Dammit, I thought only…

Dammit, I thought only two days had gone by...sorry, guys. Time flies, etc.

Life is going moderately well. Kinda freaked out again in the middle of the week -- had a rough critique of "Slow Illuminations", had big novel plotting problems, had Lucius tell me that he thought I should be writing mainstream stuff instead of sf/f, made four false starts at stories, about 1000 words each, all of which died. Bad day.

On the good side, the novel plotting appears to have been ironed out, with a lot of help from Kate, Kevin and Alex. I wrote a short funny piece yesterday which I think I rather like, "On the Rocks". I decided that Lucius is occasionally full of shit. :-) And it's Friday. Party tonight, party at Greg Bear's tomorrow. And no time to stress, since I have to write a novel synopsis by Monday and cook dinner tonight for the group. (Chicken and mushroom crepes in a white wine sauce, steamed broccoli, crepes with fruit and chocolate syrup and ice cream for dessert).
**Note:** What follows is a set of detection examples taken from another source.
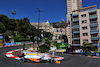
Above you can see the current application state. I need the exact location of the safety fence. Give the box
[2,41,33,47]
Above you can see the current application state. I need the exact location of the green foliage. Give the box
[39,44,49,53]
[43,31,53,40]
[12,34,30,42]
[39,38,50,53]
[10,31,16,36]
[0,22,6,33]
[51,41,57,46]
[83,42,94,52]
[0,14,9,30]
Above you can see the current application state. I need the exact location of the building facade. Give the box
[66,0,82,15]
[69,5,100,46]
[66,0,82,48]
[31,20,53,33]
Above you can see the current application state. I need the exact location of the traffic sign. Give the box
[0,35,4,40]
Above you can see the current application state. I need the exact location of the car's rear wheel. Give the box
[49,58,55,64]
[19,57,25,63]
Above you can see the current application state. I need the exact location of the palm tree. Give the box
[12,10,16,19]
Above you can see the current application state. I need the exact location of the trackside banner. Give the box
[57,43,68,49]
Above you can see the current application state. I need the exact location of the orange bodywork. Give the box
[29,58,40,62]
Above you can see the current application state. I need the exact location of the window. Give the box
[81,14,86,17]
[82,27,87,30]
[82,20,87,24]
[83,39,88,43]
[83,33,88,36]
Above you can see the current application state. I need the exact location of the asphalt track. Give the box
[0,46,100,67]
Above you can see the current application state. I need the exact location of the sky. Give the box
[0,0,100,23]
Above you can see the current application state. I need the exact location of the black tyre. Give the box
[19,57,25,63]
[49,58,55,64]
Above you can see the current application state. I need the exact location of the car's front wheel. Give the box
[19,57,25,63]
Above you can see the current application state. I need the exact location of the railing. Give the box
[73,23,79,26]
[91,28,99,30]
[89,15,97,18]
[73,18,79,21]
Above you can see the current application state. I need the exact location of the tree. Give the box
[8,19,17,31]
[12,10,16,19]
[83,42,94,53]
[43,31,53,39]
[39,38,50,53]
[0,14,9,30]
[0,22,6,33]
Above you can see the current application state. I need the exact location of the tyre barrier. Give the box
[6,49,21,60]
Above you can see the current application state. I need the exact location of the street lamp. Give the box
[36,8,44,47]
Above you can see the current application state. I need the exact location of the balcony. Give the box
[89,14,97,19]
[73,31,80,34]
[90,29,99,34]
[73,44,81,46]
[89,10,97,13]
[93,44,98,46]
[73,37,80,40]
[90,23,98,27]
[91,36,99,40]
[72,25,79,29]
[72,18,79,22]
[72,14,79,16]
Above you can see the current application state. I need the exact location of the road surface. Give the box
[0,46,100,67]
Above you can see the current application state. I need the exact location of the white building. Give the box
[66,0,82,14]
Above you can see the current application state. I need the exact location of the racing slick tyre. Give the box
[49,58,55,64]
[19,57,25,63]
[40,58,43,63]
[18,54,24,58]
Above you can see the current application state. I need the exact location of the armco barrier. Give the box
[4,42,15,47]
[2,41,33,47]
[3,42,23,47]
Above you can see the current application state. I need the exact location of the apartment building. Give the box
[66,0,82,15]
[69,5,100,46]
[31,20,53,33]
[66,0,82,48]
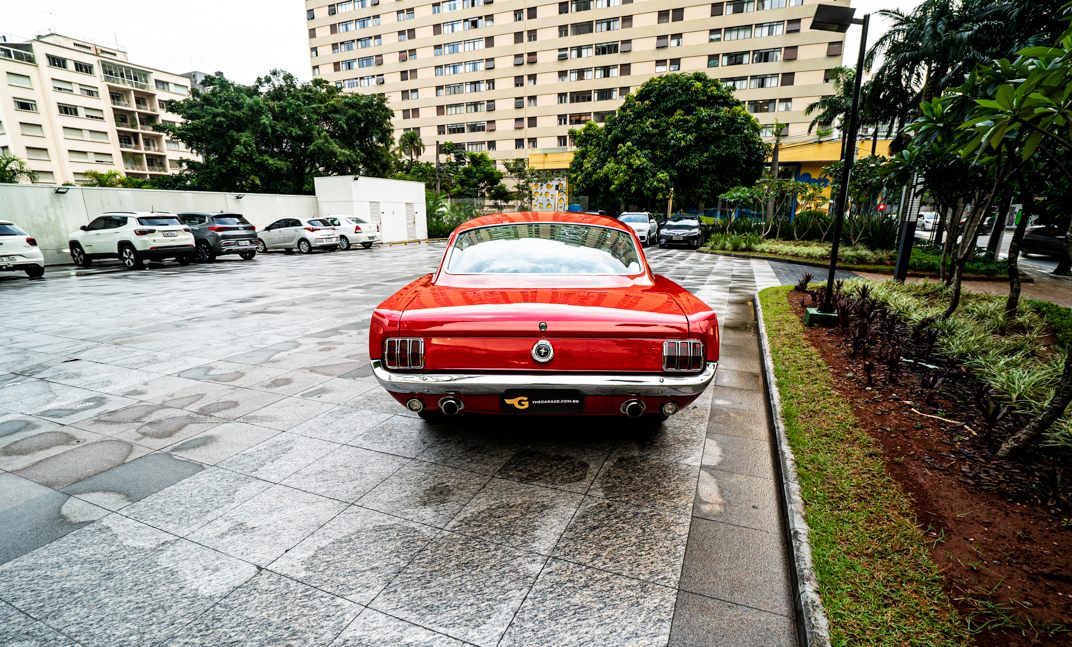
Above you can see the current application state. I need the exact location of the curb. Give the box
[754,290,830,647]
They will say about us in later years -- 'Ah yes, they may not have been able to write, but that was the Clarion that ate well.'

We're also thinking of nicknaming ourselves the "Sensible Clarion". There are all sorts of stories about past Clarions -- multiple affairs, suicide threats, pregnancies (planned and unplanned), and generally dire straits. We're at the end of third week now, and as far as we can tell, nobody's suicidal, nobody's pregnant, and nobody's sleeping with anybody else here. We're actually generally getting our work done, on time, and doing some extra work as well. And we still like each other!
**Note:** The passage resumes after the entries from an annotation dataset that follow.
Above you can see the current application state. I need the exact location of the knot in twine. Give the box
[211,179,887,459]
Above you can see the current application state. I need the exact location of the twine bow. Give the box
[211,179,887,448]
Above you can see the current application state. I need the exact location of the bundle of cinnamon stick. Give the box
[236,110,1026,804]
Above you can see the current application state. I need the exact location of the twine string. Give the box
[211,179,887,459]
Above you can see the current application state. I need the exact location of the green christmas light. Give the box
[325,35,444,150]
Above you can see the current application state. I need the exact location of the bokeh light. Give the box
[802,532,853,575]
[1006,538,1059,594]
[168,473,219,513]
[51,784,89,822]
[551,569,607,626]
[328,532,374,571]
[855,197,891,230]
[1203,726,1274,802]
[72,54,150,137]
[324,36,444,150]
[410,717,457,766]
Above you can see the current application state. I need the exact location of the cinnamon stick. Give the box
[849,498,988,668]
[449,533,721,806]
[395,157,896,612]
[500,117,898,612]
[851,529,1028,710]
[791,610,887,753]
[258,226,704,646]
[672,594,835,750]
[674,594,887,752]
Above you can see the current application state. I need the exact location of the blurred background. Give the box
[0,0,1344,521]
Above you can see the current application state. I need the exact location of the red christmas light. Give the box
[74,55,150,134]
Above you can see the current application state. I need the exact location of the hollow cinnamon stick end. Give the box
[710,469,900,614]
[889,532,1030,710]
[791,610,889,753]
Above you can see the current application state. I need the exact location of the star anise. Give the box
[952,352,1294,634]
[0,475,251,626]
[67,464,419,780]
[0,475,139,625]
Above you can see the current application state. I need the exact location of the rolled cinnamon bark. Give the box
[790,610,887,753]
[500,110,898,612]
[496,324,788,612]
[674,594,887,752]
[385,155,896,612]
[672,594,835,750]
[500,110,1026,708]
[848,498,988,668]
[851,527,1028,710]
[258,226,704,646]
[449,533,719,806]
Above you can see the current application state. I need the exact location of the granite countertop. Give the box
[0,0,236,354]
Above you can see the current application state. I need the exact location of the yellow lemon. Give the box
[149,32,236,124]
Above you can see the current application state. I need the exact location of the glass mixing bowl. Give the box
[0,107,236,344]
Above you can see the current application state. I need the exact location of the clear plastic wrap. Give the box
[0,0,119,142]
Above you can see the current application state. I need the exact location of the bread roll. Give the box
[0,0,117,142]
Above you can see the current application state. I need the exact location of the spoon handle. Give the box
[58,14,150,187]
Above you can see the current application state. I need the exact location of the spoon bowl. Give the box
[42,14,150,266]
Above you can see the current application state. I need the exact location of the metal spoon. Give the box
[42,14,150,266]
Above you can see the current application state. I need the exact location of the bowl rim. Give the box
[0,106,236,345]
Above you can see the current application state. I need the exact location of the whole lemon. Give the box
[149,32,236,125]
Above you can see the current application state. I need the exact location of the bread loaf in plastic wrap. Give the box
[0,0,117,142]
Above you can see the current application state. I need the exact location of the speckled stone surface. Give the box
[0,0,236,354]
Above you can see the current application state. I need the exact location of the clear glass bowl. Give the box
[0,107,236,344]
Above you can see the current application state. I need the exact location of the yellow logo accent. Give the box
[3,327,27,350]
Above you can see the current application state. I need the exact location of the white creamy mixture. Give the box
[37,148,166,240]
Anyway, I should probably go answer a little more e-mail (I'm getting very behind, so apologies if you're waiting on a response from me -- I *will* get to it at some point) and then get my laundry out of the dryer. And then chop mushrooms. Lots and lots of mushrooms.

Have a good weekend, everyone. And while you're relaxing, think of me, hunched over my laptop, typing madly.

3:15 - Note: I've collected the interviews (and will soon have the columns) here.